March

                                                                                              

Woodpecker searching for larvae

Red-bellied Woodpecker

Can it really be the start of Spring? It just seems so odd that here we are in the first full week of March and it feels like Spring. This time last year we were still experiencing snow with measurable snow on both March 5th and March 20th. The last couple of years, Spring has been so late, it just doesn’t seem right. But I’ll take this early warm weather knowing full well it may be just a brief interlude in Winter. It is such a pleasure to drive in DC and to see the first Cherries blooming along Massachusetts Avenue with Witch Hazel, Hellebores and crocus. With all the breeding work being done the last few years, Hellebores are quite spectacular with their deep red and dark maroon shades.

 

Now a week later, after several days of way above average temperatures, Spring is really busting out all over. Forsythias, Cherries, Daffodils, Hyacinths, Star and Saucer Magnolias are all in bloom. The forecasted arrival of the Tidal Basin Cherries has even been pushed up by almost 2 weeks. We are in full spring mode here, working nearly every moment of daylight available to us.

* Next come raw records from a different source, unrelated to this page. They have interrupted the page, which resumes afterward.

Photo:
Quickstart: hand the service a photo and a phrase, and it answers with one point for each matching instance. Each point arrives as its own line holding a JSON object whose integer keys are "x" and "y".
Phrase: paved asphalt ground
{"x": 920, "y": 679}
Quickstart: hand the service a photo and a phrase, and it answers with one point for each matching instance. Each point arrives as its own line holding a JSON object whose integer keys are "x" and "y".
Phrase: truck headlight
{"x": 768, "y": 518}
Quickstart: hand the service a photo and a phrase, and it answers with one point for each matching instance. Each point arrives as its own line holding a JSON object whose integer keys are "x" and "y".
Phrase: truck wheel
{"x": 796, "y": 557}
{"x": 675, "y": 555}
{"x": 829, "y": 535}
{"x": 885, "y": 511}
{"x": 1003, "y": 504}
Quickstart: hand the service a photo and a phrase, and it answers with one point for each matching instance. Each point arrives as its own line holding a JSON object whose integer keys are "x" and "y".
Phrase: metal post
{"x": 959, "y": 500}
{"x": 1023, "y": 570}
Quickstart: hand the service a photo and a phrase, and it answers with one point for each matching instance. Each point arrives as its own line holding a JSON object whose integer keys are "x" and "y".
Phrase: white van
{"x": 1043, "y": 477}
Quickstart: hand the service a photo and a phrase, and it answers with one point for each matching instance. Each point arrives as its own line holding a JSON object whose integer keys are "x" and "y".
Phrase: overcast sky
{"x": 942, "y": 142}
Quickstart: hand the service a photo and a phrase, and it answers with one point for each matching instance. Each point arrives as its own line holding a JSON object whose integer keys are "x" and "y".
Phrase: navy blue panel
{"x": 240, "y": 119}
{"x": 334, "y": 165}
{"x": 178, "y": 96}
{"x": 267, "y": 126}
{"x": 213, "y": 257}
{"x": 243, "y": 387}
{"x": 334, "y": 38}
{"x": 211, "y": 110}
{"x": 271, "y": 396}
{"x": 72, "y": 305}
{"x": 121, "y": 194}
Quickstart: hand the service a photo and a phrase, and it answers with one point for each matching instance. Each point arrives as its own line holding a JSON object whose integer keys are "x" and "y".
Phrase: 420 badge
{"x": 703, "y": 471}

Even though it is not really practical, we try very hard to get ahead of emerging Spring perennials and bulbs, so that we can get mulch and fertilizer down. There is no real reason for this except that it is easier to work in garden beds without bulbs coming up everywhere.

 

Osprey leaving the nest during nesting season

Osprey cruising the mouth of the Chester River

It’s also so glorious to watch the return of native birds as they either flood back into the area from warmer climes such as the Osprey or just simply make themselves known by singing up a storm now that breeding and nesting season is here. Robins are so funny as they congregate in the shallows of my waterfall bathing and throwing water everywhere as they frolic. Spring is here.